CL Feature: British downtempo trip hop jazzy producer/DJ/musician Bonobo, who brings his full band to Tampa on Sunday (with video)

In the current electronic music environment, virtually anyone with a laptop and the right software can try their hand at being a “musician.” The growing trend of modern innovators is, ironically, artists who aren’t afraid to go old school with live instrumentation.

Hailed as a downtempo pioneers, British producer/DJ/musician Bonobo (real name Simon Green) has been exploring his options beyond samples and programming since 2005, when he re-constructed five of his songs with live bass, drums, sax, keys, cello and guitar for his Live Sessions EP. In 2006, the Ninja Tune recording artist brought in a few singers and added live instrumentation to his sound for his critically-lauded third LP, Days to Come.
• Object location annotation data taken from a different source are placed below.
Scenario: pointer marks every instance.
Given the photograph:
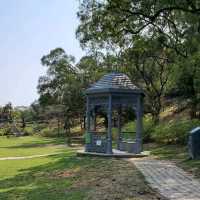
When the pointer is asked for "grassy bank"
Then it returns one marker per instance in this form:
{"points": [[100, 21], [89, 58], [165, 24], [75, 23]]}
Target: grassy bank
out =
{"points": [[176, 153]]}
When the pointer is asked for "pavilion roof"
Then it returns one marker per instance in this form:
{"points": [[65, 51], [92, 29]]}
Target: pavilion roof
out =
{"points": [[116, 82]]}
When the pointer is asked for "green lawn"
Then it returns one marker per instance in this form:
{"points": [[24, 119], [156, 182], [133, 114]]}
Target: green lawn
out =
{"points": [[26, 146], [65, 176], [178, 154]]}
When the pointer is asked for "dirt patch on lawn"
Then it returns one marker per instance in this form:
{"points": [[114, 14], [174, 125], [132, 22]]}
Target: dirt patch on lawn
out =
{"points": [[113, 179]]}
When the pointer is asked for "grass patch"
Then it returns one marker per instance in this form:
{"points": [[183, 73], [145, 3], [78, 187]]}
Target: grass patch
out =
{"points": [[29, 145], [66, 176], [176, 153]]}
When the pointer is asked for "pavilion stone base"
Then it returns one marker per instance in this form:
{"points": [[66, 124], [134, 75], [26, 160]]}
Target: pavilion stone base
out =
{"points": [[130, 147], [98, 144]]}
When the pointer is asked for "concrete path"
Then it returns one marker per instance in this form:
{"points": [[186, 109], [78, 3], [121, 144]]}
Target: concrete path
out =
{"points": [[28, 157], [169, 180]]}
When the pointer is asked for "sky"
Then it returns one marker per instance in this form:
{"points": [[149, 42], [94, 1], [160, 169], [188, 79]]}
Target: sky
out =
{"points": [[29, 29]]}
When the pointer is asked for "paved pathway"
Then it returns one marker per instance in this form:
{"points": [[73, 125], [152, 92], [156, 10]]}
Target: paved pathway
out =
{"points": [[168, 179], [27, 157]]}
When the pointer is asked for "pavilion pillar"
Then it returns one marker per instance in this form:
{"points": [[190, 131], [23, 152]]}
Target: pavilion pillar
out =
{"points": [[109, 133], [139, 125], [94, 119], [88, 134], [119, 139]]}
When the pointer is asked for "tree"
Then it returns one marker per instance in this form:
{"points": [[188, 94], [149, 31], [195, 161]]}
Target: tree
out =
{"points": [[172, 26]]}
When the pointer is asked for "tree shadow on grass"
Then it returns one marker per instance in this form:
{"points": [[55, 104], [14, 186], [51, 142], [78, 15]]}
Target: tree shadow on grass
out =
{"points": [[47, 181], [45, 142]]}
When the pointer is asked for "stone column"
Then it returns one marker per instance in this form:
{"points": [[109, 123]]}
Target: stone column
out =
{"points": [[109, 134], [139, 125], [119, 139], [88, 136], [94, 119]]}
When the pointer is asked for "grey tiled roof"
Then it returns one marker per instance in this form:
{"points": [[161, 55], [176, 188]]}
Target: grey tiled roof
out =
{"points": [[113, 81]]}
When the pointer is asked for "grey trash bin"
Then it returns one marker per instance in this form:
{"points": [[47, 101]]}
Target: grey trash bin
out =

His similarly well-regarded follow-up and one of this year’s many aural treats, Black Sands, expands upon this organic-infused aesthetic. “I just continued working where I left off on the last record,” Green told me when we chatted by phone last week, explaining that he’d grown tired of the beat-making process, but was re-inspired as he started work on a live record and discovered instrumental beat-making. “So I mixed it with the electronics into a cohesive whole that made sense.”

Green incorporates jazz, trip hop and funk-soul influences in his down-tempo grooves, brightens them up with classical and world music textures – swells of strings, horn arrangements, Latin and Afro-beat percussion – and adds some distinctive samples and processed noise. He generally introduces a new sonic component while casually ushering out another, sweeping symphonics on one track, flute samples and a jazzy guitar riff on the next. But his music still tends to have a grandiose, almost cinematic feel. Not that he ever goes into the studio with that intent. “I might just start with some abstract noise, try and find some harmony and rhythm within that, or start with an interesting sound and see what it lends itself to, see what direction that I feel it should go,” Green explained, boiling it down to “matching sounds and rhythms together to see what’s interesting.”